Trump moves to pull out of global postal treaty in his latest move against China

  • The White House said the United Nations treaty enables foreign postal services, especially China, to take advantage of cheap shipments to the U.S.
  • One official said the system allowed for a 40 percent to 70 percent discount on small packages coming in from China to the United States.
  • The move is the latest by President Donald Trump's administration to distance itself from international multi-lateral organizations and accompanying policies that it feels are hurtful to the United States.

The United States will begin withdrawing from the Universal Postal Union, a United Nations treaty that lowered rates for foreign postal deliveries in the United States, senior White House officials said on Wednesday.

The White House said the treaty enables foreign postal services to take advantage of cheap shipments to the United States, especially China, creating an unfair cost advantage over U.S. companies that ship goods, and hurting the income of the U.S. Postal Service.

"People are getting hurt in this country by an unfair system," one official told reporters on a conference call.

The move is the latest by President Donald Trump's administration to distance itself from international multi-lateral organizations and accompanying policies that it feels are hurtful to the United States.

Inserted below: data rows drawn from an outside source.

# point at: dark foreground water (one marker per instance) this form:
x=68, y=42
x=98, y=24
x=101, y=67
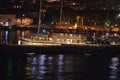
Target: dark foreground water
x=66, y=63
x=60, y=66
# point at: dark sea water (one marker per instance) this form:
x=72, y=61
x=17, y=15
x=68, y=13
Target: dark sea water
x=65, y=65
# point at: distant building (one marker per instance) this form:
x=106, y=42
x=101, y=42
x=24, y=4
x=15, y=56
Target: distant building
x=7, y=19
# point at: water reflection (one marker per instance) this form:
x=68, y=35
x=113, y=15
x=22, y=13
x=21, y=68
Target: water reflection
x=114, y=66
x=9, y=69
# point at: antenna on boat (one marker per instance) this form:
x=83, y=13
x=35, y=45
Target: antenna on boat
x=39, y=19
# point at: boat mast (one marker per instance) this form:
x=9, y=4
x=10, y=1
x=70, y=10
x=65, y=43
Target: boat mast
x=39, y=18
x=61, y=10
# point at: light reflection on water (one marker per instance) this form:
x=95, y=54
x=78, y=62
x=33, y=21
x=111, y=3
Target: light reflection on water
x=114, y=66
x=70, y=67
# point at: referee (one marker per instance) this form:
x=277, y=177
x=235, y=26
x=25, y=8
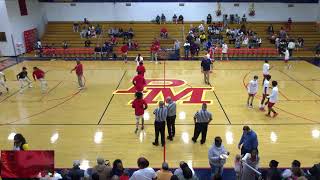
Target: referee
x=201, y=119
x=171, y=118
x=160, y=123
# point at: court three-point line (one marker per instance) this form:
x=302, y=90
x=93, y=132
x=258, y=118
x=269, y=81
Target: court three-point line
x=105, y=110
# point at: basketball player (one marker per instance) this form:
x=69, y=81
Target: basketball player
x=3, y=81
x=224, y=51
x=286, y=58
x=79, y=72
x=139, y=59
x=252, y=90
x=23, y=77
x=206, y=68
x=273, y=98
x=139, y=106
x=141, y=68
x=265, y=70
x=265, y=92
x=139, y=82
x=39, y=74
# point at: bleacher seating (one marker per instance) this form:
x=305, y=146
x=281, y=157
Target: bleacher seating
x=145, y=32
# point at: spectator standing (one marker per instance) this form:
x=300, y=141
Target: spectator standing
x=164, y=32
x=104, y=171
x=250, y=159
x=181, y=19
x=144, y=172
x=186, y=49
x=163, y=19
x=79, y=72
x=249, y=141
x=161, y=114
x=185, y=172
x=20, y=143
x=174, y=19
x=76, y=173
x=209, y=19
x=201, y=119
x=164, y=173
x=274, y=173
x=171, y=118
x=217, y=156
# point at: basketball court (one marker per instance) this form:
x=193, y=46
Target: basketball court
x=99, y=120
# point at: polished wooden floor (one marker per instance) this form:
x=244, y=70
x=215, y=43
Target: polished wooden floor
x=95, y=122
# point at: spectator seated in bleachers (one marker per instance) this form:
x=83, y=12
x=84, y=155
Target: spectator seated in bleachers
x=158, y=19
x=174, y=19
x=75, y=27
x=209, y=19
x=164, y=33
x=163, y=19
x=181, y=19
x=97, y=51
x=87, y=43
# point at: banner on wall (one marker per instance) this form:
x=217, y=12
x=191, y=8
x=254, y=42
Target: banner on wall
x=30, y=39
x=26, y=164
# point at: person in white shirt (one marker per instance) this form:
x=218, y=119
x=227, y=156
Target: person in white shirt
x=139, y=59
x=265, y=92
x=2, y=81
x=273, y=98
x=144, y=172
x=224, y=51
x=252, y=90
x=286, y=58
x=265, y=70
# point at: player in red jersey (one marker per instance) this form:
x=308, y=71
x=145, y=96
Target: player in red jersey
x=79, y=72
x=139, y=82
x=139, y=106
x=141, y=68
x=39, y=75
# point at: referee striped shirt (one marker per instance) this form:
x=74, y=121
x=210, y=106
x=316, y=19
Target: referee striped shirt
x=160, y=114
x=172, y=109
x=203, y=116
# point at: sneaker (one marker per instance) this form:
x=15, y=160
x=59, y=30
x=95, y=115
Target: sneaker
x=275, y=115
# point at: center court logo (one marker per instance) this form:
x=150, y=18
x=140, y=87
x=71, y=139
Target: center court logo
x=178, y=90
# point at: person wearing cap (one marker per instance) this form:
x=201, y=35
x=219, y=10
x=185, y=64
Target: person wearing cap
x=104, y=171
x=202, y=118
x=171, y=118
x=248, y=141
x=217, y=156
x=206, y=68
x=274, y=173
x=144, y=172
x=164, y=173
x=160, y=122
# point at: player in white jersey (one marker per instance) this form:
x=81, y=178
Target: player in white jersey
x=265, y=70
x=252, y=90
x=273, y=98
x=3, y=81
x=265, y=91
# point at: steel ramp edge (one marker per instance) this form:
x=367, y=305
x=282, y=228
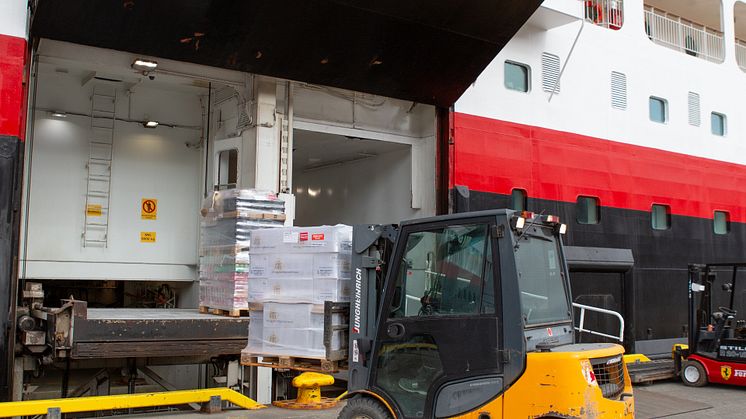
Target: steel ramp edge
x=126, y=401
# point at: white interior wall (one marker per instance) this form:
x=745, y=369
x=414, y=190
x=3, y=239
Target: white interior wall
x=374, y=190
x=147, y=163
x=384, y=189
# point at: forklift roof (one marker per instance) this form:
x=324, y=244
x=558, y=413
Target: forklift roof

Packages are seen on a conveyor belt with other small parcels at the United States Postal Service (USPS) sorting center in Louisville, Kentucky.
Luke Sharrett | Bloomberg | Getty Images
Packages are seen on a conveyor belt with other small parcels at the United States Postal Service (USPS) sorting center in Louisville, Kentucky.

The White House will seek to renegotiate the terms of the treaty even as it begins the process to withdraw, the officials said.

One official said the system allowed for a 40 percent to 70 percent discount on small packages coming in from China to the United States compared to what it would cost to send them domestically, costing $300 million.

UPU did not immediately respond to a request for comment.

The National Association of Manufacturers called the treaty "outdated" and said it "contributes significantly to the flood of counterfeit goods and dangerous drugs that enter the country from China.